House debates

Tuesday, 3 February 2026

Bills

Excise Tariff Amendment (Draught Beer) Bill 2025, Customs Tariff Amendment (Draught Beer) Bill 2025; Second Reading

5:51 pm

Photo of Barnaby JoyceBarnaby Joyce (New England, Pauline Hanson's One Nation Party) Share this | Hansard source

Yes, 'queen of the desert'. Yet we are doing our very best to try and put them out of business, and we will successfully put them out of business, even in my area such as Urbenville or Drake. In Drake there's a hotel called the Lunatic Hotel. They're always trying to get me to have my photo taken underneath it, but I'm not game. But these places just won't exist as that centre of a community, where you organise everything from your camp drafts to your bushfire rosters. But, most importantly, what are you going to do on the weekend? You've got to do something. You can go have a beer, have a 'countery', get away from the property for a bit and just relax.

If we lose our hotels in Australia, if we lose our little regional pubs, then we will be diminished as a nation. We are not going to maintain these hotels unless we remove the excise completely. Now, I believe the cost of removing the excise from hospitality venues is around about $2 billion.
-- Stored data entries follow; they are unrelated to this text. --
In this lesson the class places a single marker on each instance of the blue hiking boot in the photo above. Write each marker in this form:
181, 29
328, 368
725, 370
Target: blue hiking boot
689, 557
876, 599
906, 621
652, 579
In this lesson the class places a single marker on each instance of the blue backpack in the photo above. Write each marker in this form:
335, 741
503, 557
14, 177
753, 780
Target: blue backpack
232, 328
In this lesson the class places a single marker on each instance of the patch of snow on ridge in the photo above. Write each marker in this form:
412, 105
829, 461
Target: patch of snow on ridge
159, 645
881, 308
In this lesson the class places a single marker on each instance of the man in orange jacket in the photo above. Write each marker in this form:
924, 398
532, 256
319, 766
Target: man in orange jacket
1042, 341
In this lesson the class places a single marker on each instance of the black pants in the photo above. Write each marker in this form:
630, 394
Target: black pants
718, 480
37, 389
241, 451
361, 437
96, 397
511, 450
I can understand when people say, 'Well, where are you going to get the money from?' We are spending hundreds of billions of dollars on intermittent power, the so-called renewables, the euphemism for basically butchering our power grid, so you can find the money. The money is there. They say that intermittent power renewables are going to look after regional Australia. Well, they're doing a fine job of it. They're wrecking our roads. They're destroying our communities. They're putting pensioners out of their houses. Even for construction in a lot of areas, we can't find the water for the mixing of the concrete. They're a disaster. We believe that it's not that you should slow them down. We believe the construction of them should stop. That's enough. We've got enough. If you want them on your roofs, in your cities, knock yourself out. We have no problems with that. It's none of our business. But, if you want them in our areas, it is. This goes to show you the juxtaposition of things that are relevant to us in regional areas and what actually happens now.
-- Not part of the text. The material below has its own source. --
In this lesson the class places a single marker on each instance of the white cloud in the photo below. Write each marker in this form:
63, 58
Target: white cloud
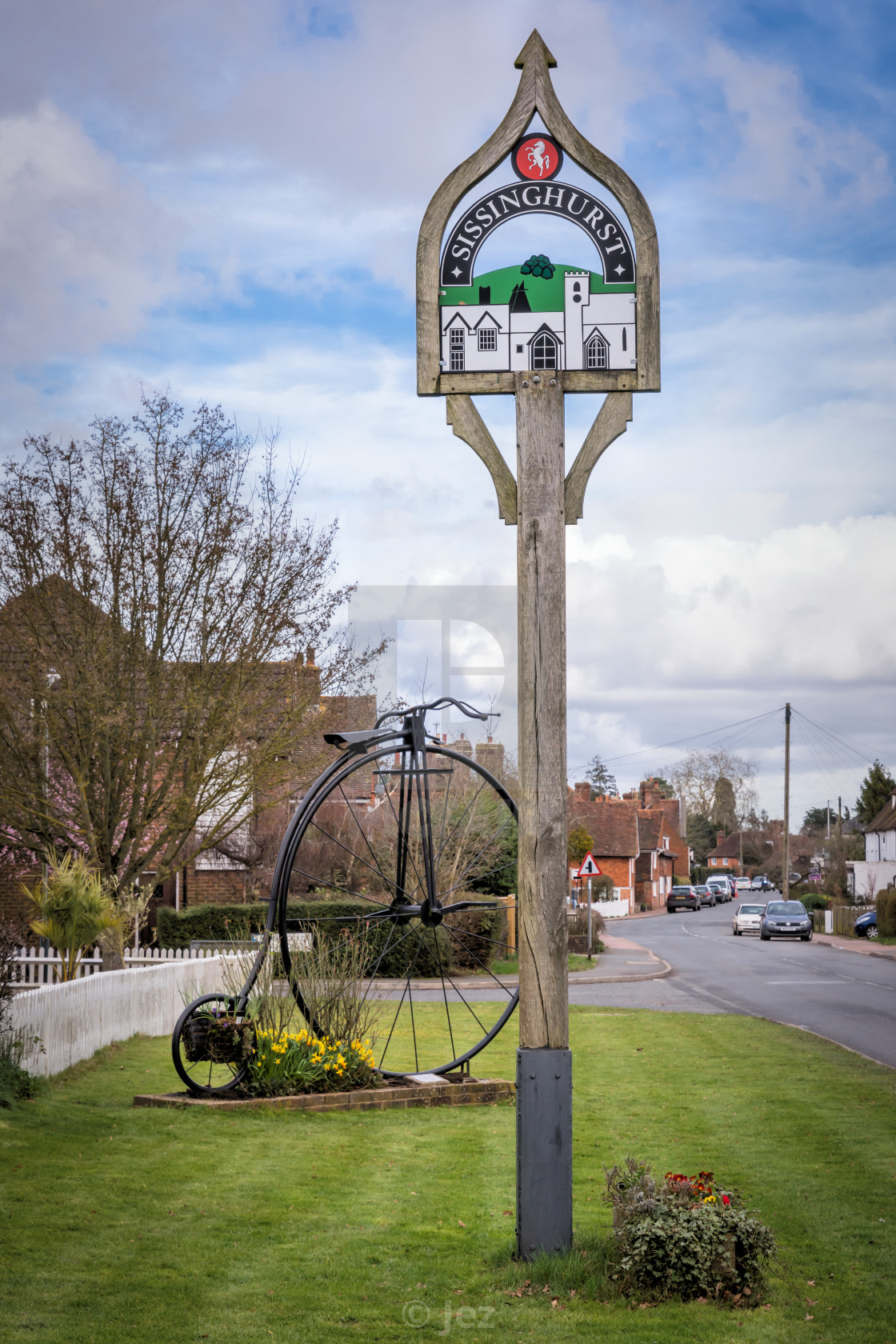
82, 253
785, 154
My office had a bit of a discussion with a few of the publicans around this area, and they say a slight reduction in the excise is not going to help them. If you freeze it—it's already too high. We've got to go beyond freezing it. We've got to get rid of the excise completely. Whether it's Donny and Tina from the top pub at Stanthorpe or the Bernhards at Walcha Road Hotel—but Stephen Ferguson, the CEO of the Australian Hotels Association, quite properly says that every drink poured into a glass in the pub creates a job. The most sociable and safest place to have a drink is in a licensed premises. We need to make sure that excise does not force people to stay at home, away from their communities. And isn't that correct? How many people in country areas have had a period of their life where they worked at a hotel? I know I worked there for a couple of years. That's part of growing up. It's part of the socialisation. It also gets you a job. It's a job that's in a local community. It's a job that's proximate. You're paid at the award rates. But that opportunity also goes.

We have to do something substantial, if we are going to stand behind the iconography of the local Australian hotel. We have to do something substantial, if we truly believe that, in a country and remote regional areas, they have a right to the most minimal form of social infrastructure. In cities, you have so much taxpayer sponsored social infrastructure. It's immense. The classic ones you can see, like the opera house or parks—sponsored by the state or basically subsidised by the state. We don't have that. What we do have—one focal point—is our local hotel, and we are not going to have those. They are closing down. I can go to places such as Warialda Rail. There used to be a pub there. It's no longer there. As you drive along, you can go through areas where there were pubs and now there's just a ramshackle building that's falling over. Why would that happen? If they were commercially viable, of course, they wouldn't close. But they're not commercially viable. People are making the best attempts to try and turn the hotels into restaurants and stuff like that. It works on a form, but, of course, if you turn it into a restaurant, you're going to have to employ chefs. You've got to find chefs. You've got to pay them all rates that are probably beyond the scope of the hotel to manage. And, obviously, you're finding a much higher price per patron, and a lot of families can't afford that.

I'm going to move an amendment that we get rid of the excise on beer completely. The amendment as proposed has been circulated, so I move:

That all words after "House" be omitted with a view to substituting the following words:

"calls on the Government to support hospitality venues struggling under the growing burden of government regulation and growth in overheads by eliminating alcohol excise duty on any alcoholic product sold for consumption on-premises in a hospitality venue".